Study of Bioengineered Allogeneic Immune Cells (AlloStim) Not Requiring HLA Donor Match Alternative to Allogeneic Transplant for Blood Cancers

This study has been terminated.
(clinical hold)
Sponsor:
Information provided by (Responsible Party):
Immunovative Therapies, Ltd.
ClinicalTrials.gov Identifier:
NCT00861965
First received: March 12, 2009
Last updated: November 28, 2012
Last verified: November 2012
  Purpose

This phase I/II clinical investigation is designed to determine the safety and anti-tumor effects of intravenous administration of the experimental immunotherapy drug, called AlloStim. The active ingredient of AlloStim is living, human immune cells that have been differentiated and expanded outside the body. Because AlloStim does not require HLA match, it is being evaluated as an alternative to allogeneic bone marrow/stem cell transplantation.

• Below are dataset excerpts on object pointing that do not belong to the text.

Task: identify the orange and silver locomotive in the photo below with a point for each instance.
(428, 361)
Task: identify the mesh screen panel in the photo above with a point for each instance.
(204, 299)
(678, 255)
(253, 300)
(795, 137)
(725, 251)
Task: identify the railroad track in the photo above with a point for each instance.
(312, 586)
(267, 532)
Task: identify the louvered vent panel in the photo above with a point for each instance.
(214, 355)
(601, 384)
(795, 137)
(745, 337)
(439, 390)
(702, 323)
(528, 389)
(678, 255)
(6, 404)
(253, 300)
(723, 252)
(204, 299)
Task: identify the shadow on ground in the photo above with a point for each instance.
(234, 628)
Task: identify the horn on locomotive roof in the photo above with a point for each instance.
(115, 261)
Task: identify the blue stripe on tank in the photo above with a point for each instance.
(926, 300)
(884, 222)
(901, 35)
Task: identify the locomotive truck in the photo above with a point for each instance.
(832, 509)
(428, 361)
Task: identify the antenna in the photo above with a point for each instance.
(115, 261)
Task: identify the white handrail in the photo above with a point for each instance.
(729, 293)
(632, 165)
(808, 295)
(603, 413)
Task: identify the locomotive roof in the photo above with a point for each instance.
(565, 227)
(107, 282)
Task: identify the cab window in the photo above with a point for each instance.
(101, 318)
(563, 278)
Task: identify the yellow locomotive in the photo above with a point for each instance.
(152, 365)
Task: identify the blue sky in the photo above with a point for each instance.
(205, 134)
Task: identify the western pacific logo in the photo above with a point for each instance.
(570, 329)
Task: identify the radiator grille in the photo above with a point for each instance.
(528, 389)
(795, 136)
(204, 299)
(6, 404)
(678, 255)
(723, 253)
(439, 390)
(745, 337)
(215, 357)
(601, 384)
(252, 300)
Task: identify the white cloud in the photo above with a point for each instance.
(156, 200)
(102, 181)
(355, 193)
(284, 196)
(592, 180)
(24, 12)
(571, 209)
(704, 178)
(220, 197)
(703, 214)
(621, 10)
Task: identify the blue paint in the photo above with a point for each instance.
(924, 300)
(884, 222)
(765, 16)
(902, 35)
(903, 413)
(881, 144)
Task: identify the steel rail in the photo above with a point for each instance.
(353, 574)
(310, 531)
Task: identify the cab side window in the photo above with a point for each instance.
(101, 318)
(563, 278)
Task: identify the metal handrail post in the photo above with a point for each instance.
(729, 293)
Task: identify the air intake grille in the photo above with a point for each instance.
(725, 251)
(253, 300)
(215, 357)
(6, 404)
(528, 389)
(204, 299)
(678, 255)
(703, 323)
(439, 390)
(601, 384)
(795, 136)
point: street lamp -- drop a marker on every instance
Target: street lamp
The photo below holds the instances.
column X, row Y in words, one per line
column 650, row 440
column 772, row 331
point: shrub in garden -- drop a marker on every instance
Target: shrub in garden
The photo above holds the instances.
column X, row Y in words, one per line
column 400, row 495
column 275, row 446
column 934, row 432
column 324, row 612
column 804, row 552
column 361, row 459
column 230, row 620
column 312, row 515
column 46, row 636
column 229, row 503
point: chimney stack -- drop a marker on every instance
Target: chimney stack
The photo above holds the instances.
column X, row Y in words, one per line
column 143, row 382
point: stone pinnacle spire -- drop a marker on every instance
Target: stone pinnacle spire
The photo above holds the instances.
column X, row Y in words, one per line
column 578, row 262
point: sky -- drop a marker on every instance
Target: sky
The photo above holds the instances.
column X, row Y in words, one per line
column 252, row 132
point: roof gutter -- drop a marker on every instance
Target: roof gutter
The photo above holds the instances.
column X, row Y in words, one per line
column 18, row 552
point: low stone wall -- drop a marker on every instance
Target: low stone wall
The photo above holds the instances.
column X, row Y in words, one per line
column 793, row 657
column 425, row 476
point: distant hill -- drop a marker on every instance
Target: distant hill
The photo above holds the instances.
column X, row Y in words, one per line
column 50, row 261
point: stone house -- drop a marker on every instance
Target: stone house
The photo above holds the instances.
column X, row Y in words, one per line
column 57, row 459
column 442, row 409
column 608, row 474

Condition Intervention Phase
Advanced or Refractory Leukemia, Lymphoma, Multiple Myeloma
Biological: AlloStim-8
Phase 1
Phase 2

Study Type: Interventional
Study Design: Endpoint Classification: Safety/Efficacy Study
Intervention Model: Single Group Assignment
Masking: Open Label
Primary Purpose: Treatment
Official Title: A Phase I/II Study of Polyclonally Activated, Intentionally Mis-Matched, Allogeneic Th1 Memory Cells (AlloStimTM) in Patients With Relapsed or Refractory Hematological Malignancy Without Prior Conditioning

Resource links provided by NLM:


Further study details as provided by Immunovative Therapies, Ltd.:

Primary Outcome Measures:
  • To evaluate the safety of administration of an intravenous AlloStim-9 infusion and to define any drug-related toxicity and reversibility of such toxicity [ Time Frame: 7 days ] [ Designated as safety issue: Yes ]
  • evaluate the safety of administration of up to three consecutive daily intravenous AlloStim-8 booster infusions in patients that previously received a infusion of AlloStim-9 and to define any drug-related toxicity and reversibility of such toxicity [ Time Frame: 90 days ] [ Designated as safety issue: Yes ]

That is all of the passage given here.